Friday, October 4, 2013
Microscopic Panorama: The Stanhope
A Stanhope consists of microphotographs covered with a special lens modified from one originally invented by the Earl of Stanhope. Developed by French photographer René Dagron in 1857 and debuting at the International Fair in Paris in 1859, the little device soon became all the rage across Europe, England, and even America. Though Dagron called them microscopic photo-jewelry, that name never stuck (you can guess why), and the devices are still called Stanhopes to this day.
Stanhopes were generally made for promotional purposes. They might include pictures from a town to encourage tourism or as a souvenir of a visit. The picture might feature a particular building, a company, or an event like the World's Fair for similar reasons. Portraits of famous people like kings and queens were also popular, and there were a few more titillating pictures as well. The pictures and viewers were inserted in a wide variety of useful and not so useful items, such as button hooks, canes, pins, pendants, bookmarks, letter openers, and rosaries.
The one at the top belongs to Marissa. It's a bone or ivory propelling pencil, about 3 1/4 inches long. The viewer in the end shows the history of the Isle of Wight with about six tiny images. More than one image wasn't uncommon. Dagron made history by creating one that held the portraits of 450 people!

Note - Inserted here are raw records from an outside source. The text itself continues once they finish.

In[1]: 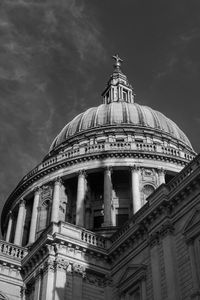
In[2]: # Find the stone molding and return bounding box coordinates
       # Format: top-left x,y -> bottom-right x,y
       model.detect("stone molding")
3,150 -> 187,218
72,263 -> 86,278
148,221 -> 174,248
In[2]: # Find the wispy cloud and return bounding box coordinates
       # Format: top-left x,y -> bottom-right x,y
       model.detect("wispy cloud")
0,0 -> 106,212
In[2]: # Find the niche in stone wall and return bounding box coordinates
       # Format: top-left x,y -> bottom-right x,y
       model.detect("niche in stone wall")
142,184 -> 155,205
37,186 -> 52,237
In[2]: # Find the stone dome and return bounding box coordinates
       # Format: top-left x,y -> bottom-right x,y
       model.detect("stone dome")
50,101 -> 192,151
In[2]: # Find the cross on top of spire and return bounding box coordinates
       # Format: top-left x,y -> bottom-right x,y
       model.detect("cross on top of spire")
112,54 -> 123,71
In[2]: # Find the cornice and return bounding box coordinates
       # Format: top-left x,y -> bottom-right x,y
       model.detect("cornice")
2,150 -> 187,223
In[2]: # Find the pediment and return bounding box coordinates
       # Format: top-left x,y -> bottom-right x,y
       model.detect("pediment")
184,207 -> 200,233
118,264 -> 146,286
183,207 -> 200,238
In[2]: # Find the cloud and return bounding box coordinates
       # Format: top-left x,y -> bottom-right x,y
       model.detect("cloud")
0,0 -> 107,216
155,27 -> 200,80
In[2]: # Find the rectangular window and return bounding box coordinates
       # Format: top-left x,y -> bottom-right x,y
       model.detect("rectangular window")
116,214 -> 129,226
94,216 -> 104,228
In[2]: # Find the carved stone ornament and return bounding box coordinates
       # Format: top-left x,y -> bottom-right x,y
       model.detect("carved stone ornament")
54,176 -> 63,185
72,263 -> 86,278
44,258 -> 55,271
55,258 -> 69,271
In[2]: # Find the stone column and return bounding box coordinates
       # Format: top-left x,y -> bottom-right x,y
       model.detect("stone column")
28,187 -> 41,244
158,168 -> 165,185
54,257 -> 69,300
149,234 -> 162,300
6,211 -> 13,242
72,263 -> 85,300
76,171 -> 86,227
51,177 -> 62,223
104,167 -> 112,226
131,166 -> 142,213
162,222 -> 181,300
14,199 -> 26,246
187,239 -> 200,300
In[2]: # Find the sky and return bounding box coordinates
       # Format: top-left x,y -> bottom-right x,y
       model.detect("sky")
0,0 -> 200,220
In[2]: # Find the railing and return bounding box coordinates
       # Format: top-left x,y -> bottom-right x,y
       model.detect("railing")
51,221 -> 107,249
81,230 -> 106,249
110,221 -> 131,243
168,155 -> 200,191
136,143 -> 157,152
22,142 -> 193,181
162,147 -> 180,156
0,240 -> 28,260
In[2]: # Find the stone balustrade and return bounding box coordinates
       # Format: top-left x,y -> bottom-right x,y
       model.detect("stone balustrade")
81,230 -> 106,249
22,142 -> 193,182
41,221 -> 109,249
168,155 -> 200,191
0,240 -> 28,260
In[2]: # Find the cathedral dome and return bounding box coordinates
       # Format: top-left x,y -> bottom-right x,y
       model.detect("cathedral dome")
50,101 -> 192,151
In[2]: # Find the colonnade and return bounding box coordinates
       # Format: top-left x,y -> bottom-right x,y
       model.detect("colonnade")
6,166 -> 165,245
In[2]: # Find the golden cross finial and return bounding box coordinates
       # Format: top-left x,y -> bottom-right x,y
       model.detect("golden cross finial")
112,54 -> 123,69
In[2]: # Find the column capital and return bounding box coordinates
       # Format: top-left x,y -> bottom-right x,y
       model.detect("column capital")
19,198 -> 26,206
78,169 -> 87,177
104,166 -> 113,173
53,176 -> 63,185
130,165 -> 140,172
33,186 -> 42,194
8,210 -> 13,218
158,168 -> 166,174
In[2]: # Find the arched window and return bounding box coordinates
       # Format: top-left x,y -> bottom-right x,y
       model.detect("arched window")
37,199 -> 51,235
142,184 -> 155,204
0,291 -> 8,300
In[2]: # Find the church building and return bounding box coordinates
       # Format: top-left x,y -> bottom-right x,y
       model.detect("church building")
0,55 -> 200,300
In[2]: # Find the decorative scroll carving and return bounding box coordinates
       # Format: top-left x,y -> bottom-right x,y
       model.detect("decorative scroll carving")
55,258 -> 69,271
72,263 -> 86,278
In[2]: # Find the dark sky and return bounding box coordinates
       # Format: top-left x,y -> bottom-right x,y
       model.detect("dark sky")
0,0 -> 200,219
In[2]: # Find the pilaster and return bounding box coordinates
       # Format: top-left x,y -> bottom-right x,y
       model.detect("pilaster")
6,211 -> 13,242
76,170 -> 86,227
14,199 -> 26,246
104,167 -> 112,227
29,187 -> 41,244
51,177 -> 62,223
131,165 -> 142,213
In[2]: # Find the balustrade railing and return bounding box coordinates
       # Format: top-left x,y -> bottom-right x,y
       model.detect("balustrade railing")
23,142 -> 193,181
81,230 -> 106,249
0,240 -> 28,260
168,155 -> 200,191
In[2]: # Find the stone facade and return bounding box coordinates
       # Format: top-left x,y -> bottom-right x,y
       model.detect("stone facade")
0,56 -> 200,300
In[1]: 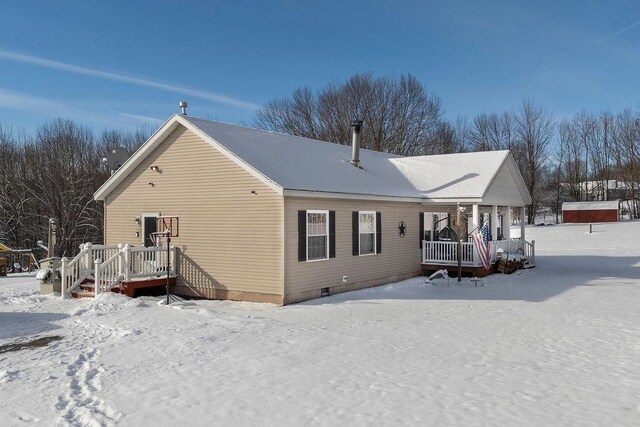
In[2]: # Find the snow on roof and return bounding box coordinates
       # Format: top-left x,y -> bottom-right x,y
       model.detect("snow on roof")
390,150 -> 509,199
185,117 -> 509,199
562,200 -> 620,211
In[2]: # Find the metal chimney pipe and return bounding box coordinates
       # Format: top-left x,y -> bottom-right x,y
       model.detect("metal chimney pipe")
351,120 -> 362,168
178,101 -> 189,116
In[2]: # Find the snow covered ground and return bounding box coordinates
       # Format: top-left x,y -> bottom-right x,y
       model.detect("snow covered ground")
0,222 -> 640,426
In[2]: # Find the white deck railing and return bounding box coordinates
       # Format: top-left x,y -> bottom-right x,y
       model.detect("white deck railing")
61,243 -> 177,297
422,239 -> 536,267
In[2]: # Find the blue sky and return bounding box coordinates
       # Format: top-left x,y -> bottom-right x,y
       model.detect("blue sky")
0,0 -> 640,130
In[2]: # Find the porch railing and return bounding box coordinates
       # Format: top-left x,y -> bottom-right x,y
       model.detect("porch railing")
422,240 -> 477,266
61,243 -> 177,297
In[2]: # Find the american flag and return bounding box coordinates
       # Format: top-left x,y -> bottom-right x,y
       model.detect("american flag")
471,224 -> 491,269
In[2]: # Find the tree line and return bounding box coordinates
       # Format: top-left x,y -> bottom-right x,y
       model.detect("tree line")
0,119 -> 150,256
253,73 -> 640,223
0,73 -> 640,256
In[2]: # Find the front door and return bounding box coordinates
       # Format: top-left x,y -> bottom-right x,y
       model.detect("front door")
142,216 -> 158,248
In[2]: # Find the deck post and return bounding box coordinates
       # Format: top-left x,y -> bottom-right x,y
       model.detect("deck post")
84,242 -> 93,271
471,203 -> 480,231
122,243 -> 131,282
60,256 -> 69,298
491,205 -> 498,242
502,206 -> 511,242
93,258 -> 102,298
520,206 -> 527,240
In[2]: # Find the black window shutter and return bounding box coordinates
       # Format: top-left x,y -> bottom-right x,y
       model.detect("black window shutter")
351,211 -> 360,256
329,211 -> 336,258
298,211 -> 307,261
420,212 -> 424,249
376,212 -> 382,254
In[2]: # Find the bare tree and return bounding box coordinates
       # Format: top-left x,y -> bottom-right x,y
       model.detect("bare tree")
254,73 -> 448,155
513,100 -> 555,224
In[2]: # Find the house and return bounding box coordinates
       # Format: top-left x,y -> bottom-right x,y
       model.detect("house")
85,115 -> 531,304
562,200 -> 620,223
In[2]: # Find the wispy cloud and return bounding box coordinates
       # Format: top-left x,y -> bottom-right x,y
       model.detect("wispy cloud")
0,49 -> 260,111
280,0 -> 409,52
0,87 -> 161,127
118,113 -> 164,124
516,21 -> 640,84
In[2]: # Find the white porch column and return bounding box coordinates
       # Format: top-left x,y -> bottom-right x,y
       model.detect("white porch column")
471,204 -> 480,231
491,205 -> 498,242
502,206 -> 511,241
520,206 -> 527,240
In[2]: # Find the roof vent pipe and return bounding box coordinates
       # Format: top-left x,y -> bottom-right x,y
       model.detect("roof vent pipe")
351,120 -> 362,168
178,101 -> 189,116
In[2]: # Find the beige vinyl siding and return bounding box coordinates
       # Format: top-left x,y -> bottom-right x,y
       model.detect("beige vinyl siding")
105,126 -> 284,302
285,197 -> 423,303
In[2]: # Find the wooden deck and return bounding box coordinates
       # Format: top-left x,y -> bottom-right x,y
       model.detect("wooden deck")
71,277 -> 176,298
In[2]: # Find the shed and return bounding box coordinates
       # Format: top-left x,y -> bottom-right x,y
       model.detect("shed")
562,200 -> 620,223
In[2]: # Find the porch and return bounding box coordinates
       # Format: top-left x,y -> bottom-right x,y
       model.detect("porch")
422,238 -> 536,277
61,243 -> 176,298
422,203 -> 535,276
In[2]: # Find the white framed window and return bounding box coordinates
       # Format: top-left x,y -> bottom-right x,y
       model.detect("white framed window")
358,211 -> 377,255
140,212 -> 160,247
307,211 -> 329,261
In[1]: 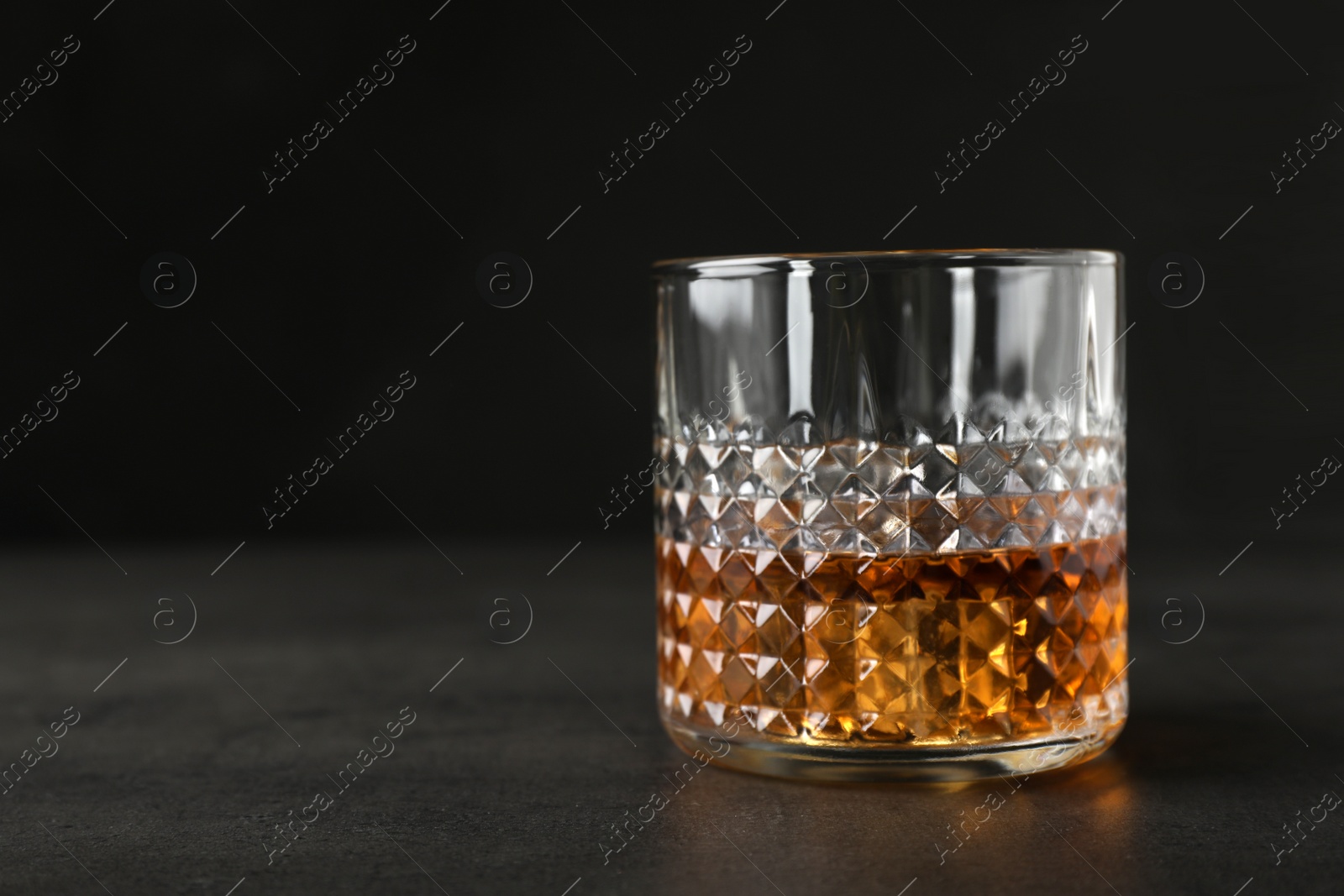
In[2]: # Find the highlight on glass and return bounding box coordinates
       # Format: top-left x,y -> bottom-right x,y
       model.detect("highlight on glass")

Stanhopes are still being developed today, although with a slightly different technology. My apologies for not having more pictures, but all the ones I found were copyrighted. Instead, I'll give you places where you can learn more. Here's one site that will create one for you. You can also find a wide variety on eBay. For more information, you might try this site by expert Jean Scott (no relation).
Maybe I should be reaching for one of Marissa's spectacles to get a better view.